§ 54C‑33.  Conversion of mutual to stock savings bank.

(a) A mutual savings bank may convert from mutual to the stock form of ownership as provided in this section.

(b) A mutual savings bank may apply to the Commissioner of Banks for permission to convert to a stock savings bank and for certification of appropriate amendments to the savings bank's certificate of incorporation. Upon receipt of an application to convert from mutual to stock form the Commissioner of Banks shall examine all facts connected with the requested conversion. The savings bank applying for permission to convert shall pay all expenses and cost of the examination, monitoring, and supervision.

(c) The savings bank shall submit a plan of conversion as a part of the application to the Commissioner of Banks. The Commissioner of Banks may approve it with or without amendment, if it appears that:

(1) After conversion the savings bank will be in sound financial condition and will be soundly managed;

(2) The conversion will not impair the capital of the savings bank nor adversely affect the savings bank's operations;

(3) The conversion will be fair and equitable to the members of the savings bank and no person whether member, employee, or otherwise, will receive any inequitable gain or advantage by reason of the conversion;

(4) The savings bank services provided to the public by the savings bank will not be adversely affected by the conversion;

(5) The substance of the plan has been approved by a vote of two‑thirds of the board of directors of the savings bank;

(6) All shares of stock issued in connection with the conversion are offered first to the members of the savings bank; except that any one or more tax qualified employee stock benefit plans may first purchase in the aggregate not more than ten percent (10%) of the total offering of shares;

(7) All stock shall be offered to members of the savings bank and others in prescribed amounts and otherwise under a formula and procedure that is fair and equitable and will be fairly disclosed to all interested persons; and

(8) The plan provides a statement as to whether stockholders shall have preemptive rights to acquire additional or treasury shares of the savings bank.

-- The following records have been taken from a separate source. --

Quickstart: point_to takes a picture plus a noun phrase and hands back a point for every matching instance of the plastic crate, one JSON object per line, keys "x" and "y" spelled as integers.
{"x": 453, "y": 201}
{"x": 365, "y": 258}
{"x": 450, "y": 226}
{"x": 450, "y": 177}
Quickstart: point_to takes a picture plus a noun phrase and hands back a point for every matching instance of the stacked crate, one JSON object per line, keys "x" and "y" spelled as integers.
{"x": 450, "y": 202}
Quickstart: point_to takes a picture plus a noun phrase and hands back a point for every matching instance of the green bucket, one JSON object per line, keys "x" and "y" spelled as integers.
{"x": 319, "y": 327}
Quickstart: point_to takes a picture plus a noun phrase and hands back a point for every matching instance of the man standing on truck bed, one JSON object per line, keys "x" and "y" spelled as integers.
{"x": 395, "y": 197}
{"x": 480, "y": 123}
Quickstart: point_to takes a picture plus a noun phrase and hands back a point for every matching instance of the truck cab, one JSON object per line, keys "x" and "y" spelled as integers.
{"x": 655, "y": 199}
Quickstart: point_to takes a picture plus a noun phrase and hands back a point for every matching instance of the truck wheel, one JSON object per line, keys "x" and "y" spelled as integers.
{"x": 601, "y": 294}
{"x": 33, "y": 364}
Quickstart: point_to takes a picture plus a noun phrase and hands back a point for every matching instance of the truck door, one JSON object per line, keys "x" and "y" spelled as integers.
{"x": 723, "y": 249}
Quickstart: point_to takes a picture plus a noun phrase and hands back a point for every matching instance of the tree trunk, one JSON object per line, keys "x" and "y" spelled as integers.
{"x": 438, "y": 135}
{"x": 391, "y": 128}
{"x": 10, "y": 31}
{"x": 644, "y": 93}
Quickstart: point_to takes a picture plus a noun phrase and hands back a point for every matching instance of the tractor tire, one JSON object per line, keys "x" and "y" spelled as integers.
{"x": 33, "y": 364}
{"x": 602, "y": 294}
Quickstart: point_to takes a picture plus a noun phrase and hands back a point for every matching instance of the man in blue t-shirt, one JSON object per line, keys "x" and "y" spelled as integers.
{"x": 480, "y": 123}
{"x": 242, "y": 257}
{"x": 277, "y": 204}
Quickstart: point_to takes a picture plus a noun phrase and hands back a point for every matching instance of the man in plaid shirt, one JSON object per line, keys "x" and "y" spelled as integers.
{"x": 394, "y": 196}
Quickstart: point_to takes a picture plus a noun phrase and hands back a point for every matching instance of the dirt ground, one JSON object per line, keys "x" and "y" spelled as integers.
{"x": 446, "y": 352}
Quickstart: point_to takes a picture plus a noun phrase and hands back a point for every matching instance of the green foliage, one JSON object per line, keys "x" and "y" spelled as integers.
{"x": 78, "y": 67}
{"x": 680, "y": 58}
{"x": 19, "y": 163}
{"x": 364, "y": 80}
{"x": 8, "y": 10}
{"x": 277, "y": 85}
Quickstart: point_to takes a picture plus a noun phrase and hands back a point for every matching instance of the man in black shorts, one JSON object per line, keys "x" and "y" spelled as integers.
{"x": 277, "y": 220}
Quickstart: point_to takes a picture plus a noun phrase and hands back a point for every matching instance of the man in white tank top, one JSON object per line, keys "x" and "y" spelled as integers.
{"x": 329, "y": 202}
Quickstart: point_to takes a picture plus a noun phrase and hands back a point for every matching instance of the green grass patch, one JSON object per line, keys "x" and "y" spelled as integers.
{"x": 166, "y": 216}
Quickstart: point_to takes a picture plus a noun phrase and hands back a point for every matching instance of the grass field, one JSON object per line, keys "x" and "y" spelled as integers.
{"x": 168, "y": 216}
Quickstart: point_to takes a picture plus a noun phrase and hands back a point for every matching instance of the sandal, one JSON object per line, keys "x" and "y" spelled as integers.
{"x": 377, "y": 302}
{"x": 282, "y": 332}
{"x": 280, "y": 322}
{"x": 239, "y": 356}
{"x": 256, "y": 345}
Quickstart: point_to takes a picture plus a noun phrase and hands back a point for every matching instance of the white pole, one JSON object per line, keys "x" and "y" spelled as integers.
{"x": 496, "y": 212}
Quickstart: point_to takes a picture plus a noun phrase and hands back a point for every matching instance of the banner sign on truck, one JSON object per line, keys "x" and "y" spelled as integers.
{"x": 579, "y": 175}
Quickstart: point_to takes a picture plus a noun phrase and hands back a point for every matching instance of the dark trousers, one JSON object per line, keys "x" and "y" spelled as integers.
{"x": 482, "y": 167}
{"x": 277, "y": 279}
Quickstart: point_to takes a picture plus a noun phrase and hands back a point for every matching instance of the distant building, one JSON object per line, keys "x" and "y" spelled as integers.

If the Commissioner of Banks approves the plan, then the plan shall be submitted to the members as provided in subsection (d) of this section. If the Commissioner of Banks refuses to approve the plan, the Commissioner of Banks shall state the objections in writing and give the converting savings bank an opportunity to amend the plan to obviate the objections or to appeal the Commissioner of Banks' decision to the Commission.

(d) After lawful notice to the members of the savings bank and full and fair disclosure, the substance of the plan shall be approved by a majority of the total votes that members of the savings bank are eligible and entitled to cast. The vote by the members may be in person or by proxy. Following the vote of the members, the results of the vote certified by an appropriate officer of the savings bank shall be filed with the Commissioner of Banks. The Commissioner of Banks shall then either approve or disapprove the requested conversion. After approval of the conversion, the Commissioner of Banks shall supervise and monitor the conversion process and shall ensure that the conversion is conducted lawfully and under the savings bank's approved plan of conversion.

(e) Any rules that the Commissioner of Banks may adopt to govern conversions shall equal or exceed the requirements for conversion, if any, imposed by the federal insurer of deposit accounts. (1991, c. 680, s. 1; 1991 (Reg. Sess., 1992), c. 829, s. 8; 2001‑193, s. 16.)